How to convert your data to jsonb?
05 Jun 2016“How to start” is always a difficult question, and jsonb
isn’t an exception.
Here are few notes about converting different types of data into jsonb
, that
someone can find useful.
Basically there are three possible cases of data conversion:
- Convert data from inside PostgreSQL
- Convert data from other database
- Convert plain data outside database
From inside PostgreSQL
First of all we shouldn’t forget we can build data in jsonb
format manually:
select '{"id": 1, "data": "aaa"}'::jsonb;
jsonb
--------------------------
{"id": 1, "data": "aaa"}
select jsonb_build_object('id', 1, 'data', 'aaa');
jsonb_build_object
--------------------------
{"id": 1, "data": "aaa"}
If we already have some relational data we can easy perform one-to-one conversion for both complex and simple data types:
select to_jsonb(timestamp '2016-06-05');
to_jsonb
-----------------------
"2016-06-05T00:00:00"
select to_jsonb(ARRAY[1, 2, 3]);
to_jsonb
-----------
[1, 2, 3]
select to_jsonb('id=>1, data=>"aaa"'::hstore);
to_jsonb
----------------------------
{"id": "1", "data": "aaa"}
Don’t forget that jsonb
is just a valid textual json, so all values will be
converted to number, string, boolean or null.

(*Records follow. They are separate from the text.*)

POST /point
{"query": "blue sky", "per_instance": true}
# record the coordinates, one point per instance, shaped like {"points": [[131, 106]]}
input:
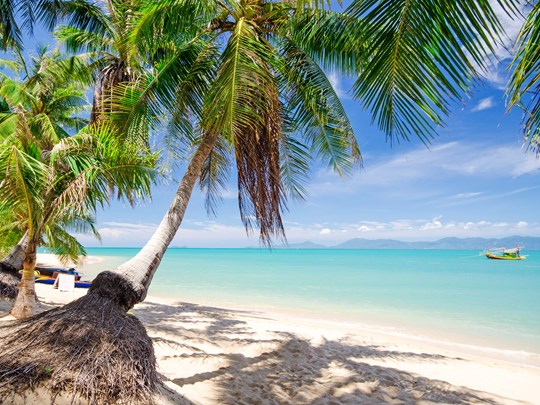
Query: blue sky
{"points": [[475, 180]]}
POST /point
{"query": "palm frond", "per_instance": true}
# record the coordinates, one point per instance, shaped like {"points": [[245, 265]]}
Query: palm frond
{"points": [[317, 111], [214, 176], [524, 85], [422, 56], [331, 38], [243, 105], [79, 40]]}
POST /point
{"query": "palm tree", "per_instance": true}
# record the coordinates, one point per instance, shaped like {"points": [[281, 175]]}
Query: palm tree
{"points": [[524, 85], [102, 32], [255, 86], [53, 181]]}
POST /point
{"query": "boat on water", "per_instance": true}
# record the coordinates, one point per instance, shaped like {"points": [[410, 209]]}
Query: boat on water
{"points": [[504, 254]]}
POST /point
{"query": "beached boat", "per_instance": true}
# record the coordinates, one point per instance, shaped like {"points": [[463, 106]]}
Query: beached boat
{"points": [[51, 271], [504, 254], [51, 281]]}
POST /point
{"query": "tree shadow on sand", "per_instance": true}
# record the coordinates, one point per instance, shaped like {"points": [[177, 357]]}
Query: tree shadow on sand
{"points": [[288, 369]]}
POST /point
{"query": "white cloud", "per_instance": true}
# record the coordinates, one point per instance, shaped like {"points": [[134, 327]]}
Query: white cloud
{"points": [[398, 173], [215, 234], [336, 81], [496, 73], [484, 104]]}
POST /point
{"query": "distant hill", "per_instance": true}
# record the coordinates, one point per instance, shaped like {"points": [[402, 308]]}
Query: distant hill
{"points": [[526, 242], [302, 245]]}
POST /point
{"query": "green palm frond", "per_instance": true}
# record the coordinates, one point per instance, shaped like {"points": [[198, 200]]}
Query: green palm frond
{"points": [[153, 30], [10, 33], [64, 245], [87, 16], [78, 40], [524, 85], [22, 178], [331, 38], [317, 111], [421, 56], [295, 158], [243, 106]]}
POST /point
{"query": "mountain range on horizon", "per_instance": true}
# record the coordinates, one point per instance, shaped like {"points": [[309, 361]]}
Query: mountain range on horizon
{"points": [[449, 243]]}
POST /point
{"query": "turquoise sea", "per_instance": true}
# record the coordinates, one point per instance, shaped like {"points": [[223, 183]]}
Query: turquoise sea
{"points": [[458, 295]]}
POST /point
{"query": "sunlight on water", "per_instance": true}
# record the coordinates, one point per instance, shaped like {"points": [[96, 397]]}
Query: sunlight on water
{"points": [[446, 293]]}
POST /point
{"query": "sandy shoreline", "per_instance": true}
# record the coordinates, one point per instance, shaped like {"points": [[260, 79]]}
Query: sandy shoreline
{"points": [[210, 355]]}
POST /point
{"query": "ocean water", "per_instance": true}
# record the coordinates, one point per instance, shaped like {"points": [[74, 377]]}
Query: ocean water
{"points": [[458, 295]]}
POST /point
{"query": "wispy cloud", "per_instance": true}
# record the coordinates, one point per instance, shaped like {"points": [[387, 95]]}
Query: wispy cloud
{"points": [[442, 162], [336, 81], [497, 60], [484, 104]]}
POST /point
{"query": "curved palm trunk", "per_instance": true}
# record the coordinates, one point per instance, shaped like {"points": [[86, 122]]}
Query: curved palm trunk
{"points": [[128, 284], [9, 267], [25, 303]]}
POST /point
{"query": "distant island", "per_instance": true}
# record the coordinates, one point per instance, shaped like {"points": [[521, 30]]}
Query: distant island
{"points": [[526, 242]]}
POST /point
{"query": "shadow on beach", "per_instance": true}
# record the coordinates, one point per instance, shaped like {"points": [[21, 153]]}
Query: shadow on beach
{"points": [[221, 357]]}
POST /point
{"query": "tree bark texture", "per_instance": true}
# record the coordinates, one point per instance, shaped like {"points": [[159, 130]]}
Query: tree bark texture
{"points": [[137, 272], [25, 303]]}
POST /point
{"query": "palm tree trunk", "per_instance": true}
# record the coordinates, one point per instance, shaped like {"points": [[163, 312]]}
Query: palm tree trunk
{"points": [[9, 267], [128, 284], [25, 303]]}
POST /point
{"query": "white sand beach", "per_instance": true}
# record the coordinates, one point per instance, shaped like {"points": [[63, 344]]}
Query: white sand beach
{"points": [[209, 355]]}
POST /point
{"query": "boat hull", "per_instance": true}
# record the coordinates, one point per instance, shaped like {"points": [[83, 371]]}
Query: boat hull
{"points": [[51, 281], [498, 257]]}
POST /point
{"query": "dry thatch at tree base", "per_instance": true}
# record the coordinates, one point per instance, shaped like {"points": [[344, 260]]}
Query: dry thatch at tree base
{"points": [[90, 350], [9, 283]]}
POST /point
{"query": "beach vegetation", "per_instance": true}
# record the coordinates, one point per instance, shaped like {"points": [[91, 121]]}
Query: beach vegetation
{"points": [[53, 181], [243, 85]]}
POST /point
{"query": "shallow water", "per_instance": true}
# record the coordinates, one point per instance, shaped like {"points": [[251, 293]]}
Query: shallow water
{"points": [[458, 295]]}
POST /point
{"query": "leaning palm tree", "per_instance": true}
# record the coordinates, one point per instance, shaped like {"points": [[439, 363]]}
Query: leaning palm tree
{"points": [[53, 181], [102, 32], [524, 86], [50, 104], [256, 89]]}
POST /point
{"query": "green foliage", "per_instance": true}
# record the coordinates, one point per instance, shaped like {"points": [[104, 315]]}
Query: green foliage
{"points": [[524, 86], [52, 180], [421, 55]]}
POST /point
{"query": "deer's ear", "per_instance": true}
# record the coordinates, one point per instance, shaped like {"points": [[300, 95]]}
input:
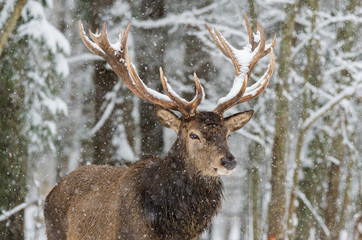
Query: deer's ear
{"points": [[238, 120], [168, 118]]}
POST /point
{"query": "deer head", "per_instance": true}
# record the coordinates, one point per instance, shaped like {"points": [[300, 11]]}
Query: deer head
{"points": [[202, 136]]}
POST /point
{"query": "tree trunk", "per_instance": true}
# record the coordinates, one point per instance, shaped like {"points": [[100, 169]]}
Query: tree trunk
{"points": [[13, 151], [149, 56], [277, 204], [104, 81]]}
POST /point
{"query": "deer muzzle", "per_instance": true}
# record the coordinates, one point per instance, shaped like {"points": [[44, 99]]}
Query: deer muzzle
{"points": [[229, 162]]}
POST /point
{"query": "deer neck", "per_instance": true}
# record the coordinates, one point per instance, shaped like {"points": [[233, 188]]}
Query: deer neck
{"points": [[179, 201]]}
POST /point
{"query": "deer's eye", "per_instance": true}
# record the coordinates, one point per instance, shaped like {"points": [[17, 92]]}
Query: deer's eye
{"points": [[194, 136]]}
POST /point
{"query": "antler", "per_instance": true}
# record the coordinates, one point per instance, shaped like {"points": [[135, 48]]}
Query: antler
{"points": [[244, 61], [118, 58]]}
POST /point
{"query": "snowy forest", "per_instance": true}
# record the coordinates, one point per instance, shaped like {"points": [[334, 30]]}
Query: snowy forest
{"points": [[299, 172]]}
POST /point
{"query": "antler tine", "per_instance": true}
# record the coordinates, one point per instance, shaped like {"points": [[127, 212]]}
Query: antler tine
{"points": [[87, 42], [257, 88], [250, 32], [200, 94], [261, 49], [173, 95], [244, 61], [224, 46], [228, 102]]}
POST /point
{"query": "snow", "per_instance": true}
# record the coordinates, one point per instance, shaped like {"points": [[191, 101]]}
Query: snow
{"points": [[6, 9], [39, 28]]}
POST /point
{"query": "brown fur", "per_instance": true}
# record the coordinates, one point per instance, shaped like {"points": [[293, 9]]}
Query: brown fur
{"points": [[174, 197]]}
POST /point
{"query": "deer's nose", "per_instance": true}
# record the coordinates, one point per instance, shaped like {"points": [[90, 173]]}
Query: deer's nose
{"points": [[229, 162]]}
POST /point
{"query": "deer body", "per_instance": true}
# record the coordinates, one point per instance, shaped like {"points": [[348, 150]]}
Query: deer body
{"points": [[174, 197]]}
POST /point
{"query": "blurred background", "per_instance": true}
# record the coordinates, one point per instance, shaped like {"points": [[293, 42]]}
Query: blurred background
{"points": [[300, 168]]}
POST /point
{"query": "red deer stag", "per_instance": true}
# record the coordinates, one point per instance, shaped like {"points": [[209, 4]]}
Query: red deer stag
{"points": [[173, 197]]}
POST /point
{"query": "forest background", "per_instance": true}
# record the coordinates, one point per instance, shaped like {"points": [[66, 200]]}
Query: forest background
{"points": [[300, 168]]}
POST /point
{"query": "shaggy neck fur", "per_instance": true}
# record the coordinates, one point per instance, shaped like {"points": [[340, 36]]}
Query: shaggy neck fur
{"points": [[176, 200]]}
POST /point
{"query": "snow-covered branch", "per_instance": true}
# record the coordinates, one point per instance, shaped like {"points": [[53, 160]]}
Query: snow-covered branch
{"points": [[346, 93], [319, 219], [6, 214]]}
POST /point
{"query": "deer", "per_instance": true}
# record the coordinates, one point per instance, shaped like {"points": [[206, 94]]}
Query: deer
{"points": [[170, 197]]}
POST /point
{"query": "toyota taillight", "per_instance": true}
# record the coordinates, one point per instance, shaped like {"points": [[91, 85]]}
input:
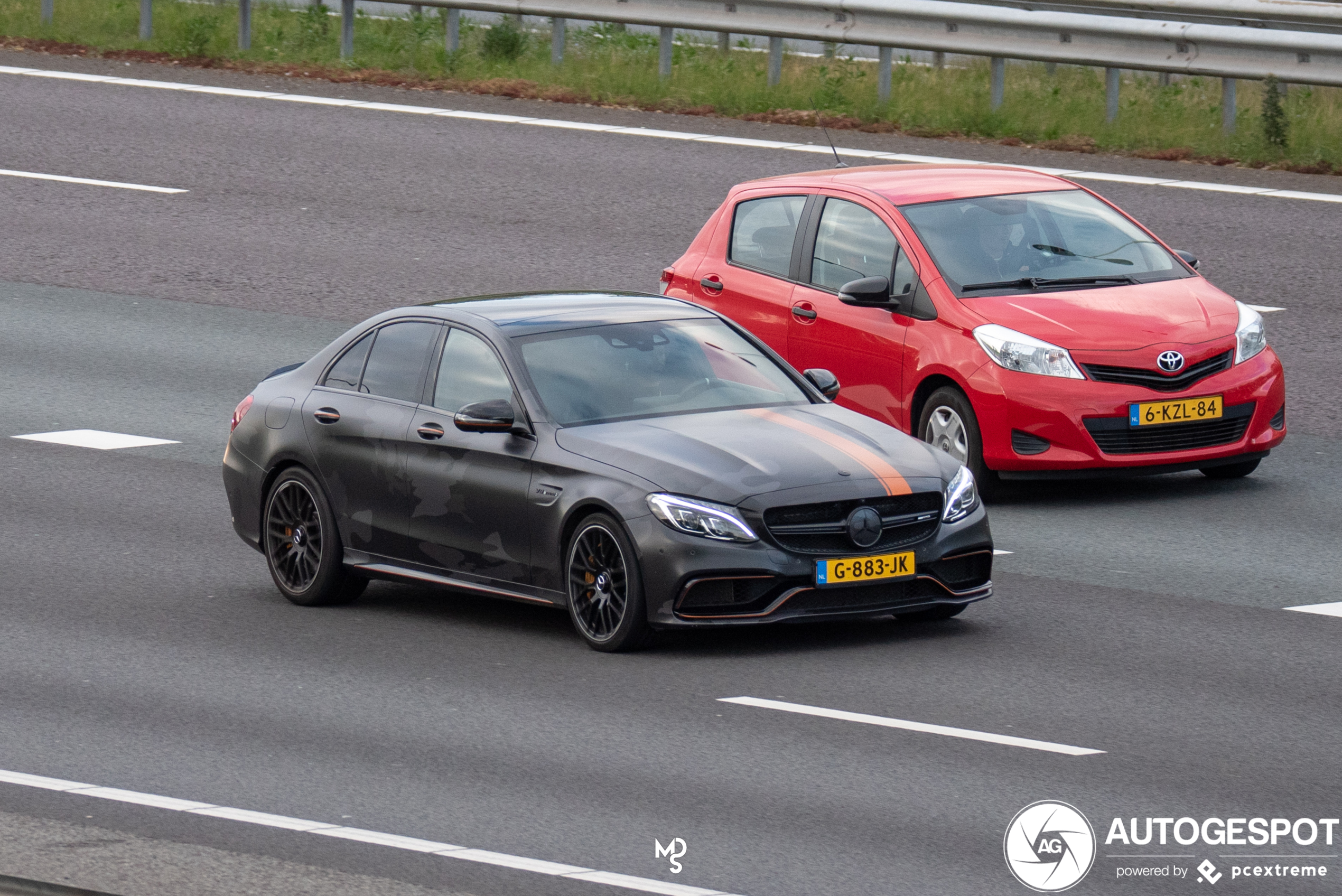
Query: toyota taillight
{"points": [[240, 411]]}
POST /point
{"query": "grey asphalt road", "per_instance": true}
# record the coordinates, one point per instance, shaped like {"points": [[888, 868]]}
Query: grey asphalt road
{"points": [[145, 648]]}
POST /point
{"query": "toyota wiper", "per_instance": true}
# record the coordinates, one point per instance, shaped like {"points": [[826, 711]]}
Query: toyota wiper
{"points": [[1043, 282]]}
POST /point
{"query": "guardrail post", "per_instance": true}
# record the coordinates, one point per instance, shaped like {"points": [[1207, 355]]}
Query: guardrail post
{"points": [[666, 36], [347, 29], [245, 24], [558, 27]]}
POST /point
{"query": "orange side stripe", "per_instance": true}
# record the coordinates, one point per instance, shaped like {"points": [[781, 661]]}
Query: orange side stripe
{"points": [[878, 467]]}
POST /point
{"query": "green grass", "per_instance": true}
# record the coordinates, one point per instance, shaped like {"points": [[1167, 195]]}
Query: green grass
{"points": [[608, 66]]}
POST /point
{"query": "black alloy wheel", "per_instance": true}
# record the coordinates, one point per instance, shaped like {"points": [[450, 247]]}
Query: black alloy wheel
{"points": [[302, 545], [948, 422], [605, 591]]}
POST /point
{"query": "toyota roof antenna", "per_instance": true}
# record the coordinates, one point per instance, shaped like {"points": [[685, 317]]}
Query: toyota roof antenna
{"points": [[839, 163]]}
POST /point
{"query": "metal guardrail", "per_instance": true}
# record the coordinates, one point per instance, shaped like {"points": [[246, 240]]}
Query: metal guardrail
{"points": [[1107, 34]]}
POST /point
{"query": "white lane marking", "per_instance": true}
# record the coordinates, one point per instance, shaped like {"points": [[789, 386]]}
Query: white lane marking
{"points": [[913, 726], [97, 439], [666, 135], [1322, 609], [395, 842], [90, 182]]}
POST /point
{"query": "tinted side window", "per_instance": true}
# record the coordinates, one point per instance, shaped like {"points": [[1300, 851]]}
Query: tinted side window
{"points": [[762, 232], [396, 364], [851, 243], [469, 372], [351, 367]]}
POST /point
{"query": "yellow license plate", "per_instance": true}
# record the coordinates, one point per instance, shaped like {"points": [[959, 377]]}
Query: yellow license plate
{"points": [[1183, 411], [865, 569]]}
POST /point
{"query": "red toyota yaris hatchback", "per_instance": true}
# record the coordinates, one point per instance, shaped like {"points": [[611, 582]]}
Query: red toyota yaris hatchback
{"points": [[1012, 318]]}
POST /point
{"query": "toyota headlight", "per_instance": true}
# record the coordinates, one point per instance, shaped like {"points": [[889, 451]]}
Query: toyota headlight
{"points": [[961, 497], [1250, 336], [1027, 354], [701, 518]]}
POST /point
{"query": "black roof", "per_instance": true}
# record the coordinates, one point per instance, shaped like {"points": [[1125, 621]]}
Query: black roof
{"points": [[521, 313]]}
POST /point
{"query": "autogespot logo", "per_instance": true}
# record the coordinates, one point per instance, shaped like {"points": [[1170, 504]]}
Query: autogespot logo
{"points": [[1050, 847]]}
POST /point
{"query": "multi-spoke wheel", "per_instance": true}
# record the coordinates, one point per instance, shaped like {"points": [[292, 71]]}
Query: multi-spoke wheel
{"points": [[948, 422], [302, 544], [605, 591]]}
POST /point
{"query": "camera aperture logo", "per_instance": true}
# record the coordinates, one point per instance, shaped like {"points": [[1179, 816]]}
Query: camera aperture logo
{"points": [[1050, 847]]}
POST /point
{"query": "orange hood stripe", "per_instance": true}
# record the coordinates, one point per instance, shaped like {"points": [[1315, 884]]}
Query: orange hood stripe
{"points": [[874, 464]]}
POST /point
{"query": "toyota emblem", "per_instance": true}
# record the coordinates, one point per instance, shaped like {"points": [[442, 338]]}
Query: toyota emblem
{"points": [[1171, 361], [865, 526]]}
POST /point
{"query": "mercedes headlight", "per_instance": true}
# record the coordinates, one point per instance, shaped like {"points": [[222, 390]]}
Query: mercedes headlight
{"points": [[1027, 354], [1250, 336], [701, 518], [961, 497]]}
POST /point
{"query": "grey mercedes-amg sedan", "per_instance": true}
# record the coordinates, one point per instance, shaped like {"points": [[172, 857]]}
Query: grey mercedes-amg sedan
{"points": [[638, 461]]}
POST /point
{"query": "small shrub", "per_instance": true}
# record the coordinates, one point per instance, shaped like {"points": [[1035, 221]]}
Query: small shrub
{"points": [[505, 41], [197, 34], [1274, 116]]}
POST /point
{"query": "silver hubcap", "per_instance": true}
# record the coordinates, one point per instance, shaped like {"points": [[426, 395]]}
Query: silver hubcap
{"points": [[946, 431]]}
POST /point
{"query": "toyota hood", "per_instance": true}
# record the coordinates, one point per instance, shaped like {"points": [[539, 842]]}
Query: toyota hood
{"points": [[1117, 318], [731, 455]]}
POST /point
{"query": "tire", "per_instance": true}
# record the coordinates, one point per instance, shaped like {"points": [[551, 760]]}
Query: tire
{"points": [[1231, 471], [605, 586], [302, 545], [932, 615], [948, 422]]}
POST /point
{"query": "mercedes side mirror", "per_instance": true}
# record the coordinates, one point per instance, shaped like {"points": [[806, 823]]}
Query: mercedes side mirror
{"points": [[486, 416], [869, 290], [823, 380]]}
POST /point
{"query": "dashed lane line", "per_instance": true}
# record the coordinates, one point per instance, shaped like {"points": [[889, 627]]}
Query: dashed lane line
{"points": [[89, 182], [1322, 609], [96, 439], [665, 135], [376, 837], [915, 726]]}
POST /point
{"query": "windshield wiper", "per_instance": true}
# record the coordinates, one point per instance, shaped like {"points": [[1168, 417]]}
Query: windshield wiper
{"points": [[1043, 282]]}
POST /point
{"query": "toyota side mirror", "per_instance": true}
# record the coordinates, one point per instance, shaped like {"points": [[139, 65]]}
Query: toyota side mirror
{"points": [[823, 380], [869, 290], [486, 416]]}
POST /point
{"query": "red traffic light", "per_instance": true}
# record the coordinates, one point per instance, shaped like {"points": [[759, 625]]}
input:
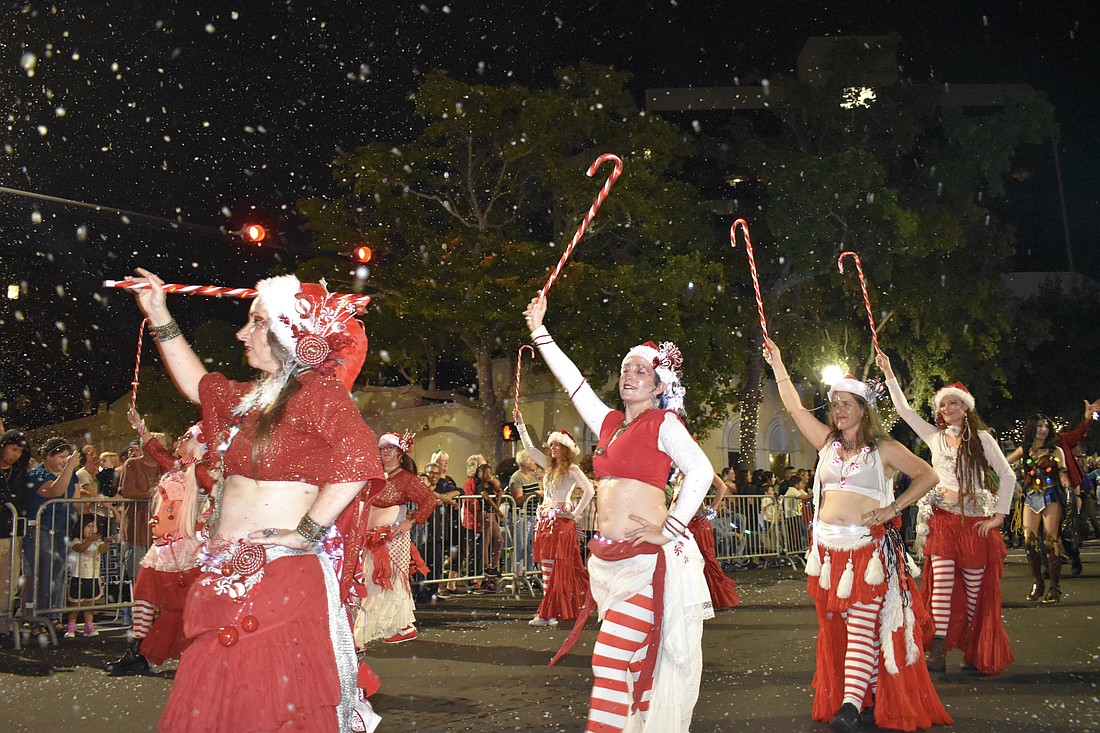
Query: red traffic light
{"points": [[254, 233]]}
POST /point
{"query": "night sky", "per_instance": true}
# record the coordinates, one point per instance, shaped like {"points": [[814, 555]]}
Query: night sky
{"points": [[218, 117]]}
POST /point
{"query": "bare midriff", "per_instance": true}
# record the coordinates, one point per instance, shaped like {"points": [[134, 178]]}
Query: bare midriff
{"points": [[383, 516], [845, 507], [248, 505], [619, 499]]}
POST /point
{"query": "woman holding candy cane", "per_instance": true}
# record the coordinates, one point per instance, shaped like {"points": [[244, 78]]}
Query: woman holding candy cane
{"points": [[961, 516], [869, 611], [271, 643], [646, 570]]}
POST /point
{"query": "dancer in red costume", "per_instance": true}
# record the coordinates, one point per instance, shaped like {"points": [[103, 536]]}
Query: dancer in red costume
{"points": [[723, 589], [961, 517], [870, 615], [385, 609], [556, 547], [167, 570], [645, 568], [271, 645]]}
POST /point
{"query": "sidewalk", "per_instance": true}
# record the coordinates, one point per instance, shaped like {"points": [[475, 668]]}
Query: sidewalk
{"points": [[477, 666]]}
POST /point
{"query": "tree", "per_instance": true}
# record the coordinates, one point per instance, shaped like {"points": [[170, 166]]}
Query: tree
{"points": [[466, 217], [902, 182]]}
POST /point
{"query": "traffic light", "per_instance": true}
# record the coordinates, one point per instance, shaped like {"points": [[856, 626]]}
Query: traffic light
{"points": [[253, 233]]}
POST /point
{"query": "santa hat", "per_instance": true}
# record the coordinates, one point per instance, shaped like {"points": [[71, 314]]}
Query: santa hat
{"points": [[563, 438], [667, 361], [958, 391], [404, 441], [851, 385], [319, 330]]}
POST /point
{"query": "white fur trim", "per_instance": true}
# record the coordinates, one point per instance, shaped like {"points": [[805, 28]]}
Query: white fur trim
{"points": [[279, 296], [965, 397]]}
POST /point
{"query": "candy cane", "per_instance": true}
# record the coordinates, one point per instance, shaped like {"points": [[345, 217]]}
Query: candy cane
{"points": [[519, 363], [358, 302], [756, 281], [592, 212], [133, 385], [862, 286]]}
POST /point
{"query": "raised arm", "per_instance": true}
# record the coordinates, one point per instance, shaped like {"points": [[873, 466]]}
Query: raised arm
{"points": [[811, 428], [924, 429], [537, 455], [185, 368], [587, 404]]}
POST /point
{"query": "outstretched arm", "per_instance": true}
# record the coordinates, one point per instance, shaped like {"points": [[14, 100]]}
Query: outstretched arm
{"points": [[811, 428], [184, 365], [587, 404], [921, 427]]}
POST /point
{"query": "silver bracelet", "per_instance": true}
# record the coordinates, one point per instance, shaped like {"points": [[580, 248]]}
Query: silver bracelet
{"points": [[167, 331], [310, 529]]}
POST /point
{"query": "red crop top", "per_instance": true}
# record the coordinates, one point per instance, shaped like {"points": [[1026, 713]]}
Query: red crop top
{"points": [[320, 439], [403, 488], [635, 453]]}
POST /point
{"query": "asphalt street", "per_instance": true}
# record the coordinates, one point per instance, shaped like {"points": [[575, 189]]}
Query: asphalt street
{"points": [[477, 666]]}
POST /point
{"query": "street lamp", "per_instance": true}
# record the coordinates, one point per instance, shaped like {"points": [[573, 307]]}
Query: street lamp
{"points": [[832, 374]]}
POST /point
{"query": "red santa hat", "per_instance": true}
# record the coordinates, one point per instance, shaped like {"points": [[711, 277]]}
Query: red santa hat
{"points": [[958, 391], [319, 330]]}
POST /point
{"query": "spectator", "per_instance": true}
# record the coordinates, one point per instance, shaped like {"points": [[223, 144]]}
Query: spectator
{"points": [[138, 479], [45, 545], [14, 455]]}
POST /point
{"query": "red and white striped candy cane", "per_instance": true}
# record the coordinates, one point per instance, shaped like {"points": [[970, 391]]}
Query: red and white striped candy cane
{"points": [[862, 286], [358, 302], [592, 212], [756, 281], [519, 363]]}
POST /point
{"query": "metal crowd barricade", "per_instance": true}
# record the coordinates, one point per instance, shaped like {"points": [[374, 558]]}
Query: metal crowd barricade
{"points": [[48, 558]]}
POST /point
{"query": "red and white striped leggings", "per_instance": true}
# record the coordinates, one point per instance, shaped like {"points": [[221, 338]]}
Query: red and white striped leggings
{"points": [[861, 654], [943, 584], [616, 662]]}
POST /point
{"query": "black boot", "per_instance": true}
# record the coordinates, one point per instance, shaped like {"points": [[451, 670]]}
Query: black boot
{"points": [[131, 663], [846, 719]]}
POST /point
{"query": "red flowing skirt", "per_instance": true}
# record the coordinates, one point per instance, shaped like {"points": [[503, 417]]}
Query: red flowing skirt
{"points": [[905, 700], [281, 677], [723, 590], [167, 591], [985, 642], [556, 539]]}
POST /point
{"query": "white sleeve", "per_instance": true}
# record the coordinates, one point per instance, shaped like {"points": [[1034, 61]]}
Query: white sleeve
{"points": [[587, 404], [539, 457], [1003, 471], [923, 429], [674, 440]]}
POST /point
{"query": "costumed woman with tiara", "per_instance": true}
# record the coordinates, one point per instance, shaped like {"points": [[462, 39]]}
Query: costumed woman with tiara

And if we want to produce a really complex and well-structured jsonb
document
from large amount of relational data, jsonb_agg
is our friend. This
function can transform a recordset into the format column_name: record_value
:
select jsonb_agg(query) from (
select id, data
from jsonb_table
) query;
jsonb_agg
------------------------------------------------------
[{"id": 1, "data": "aaa"}, {"id": 2, "data": "bbb"}]
From other database
Again there are two options how to import data from another database:
- Import right in the json format as plain data (see following section)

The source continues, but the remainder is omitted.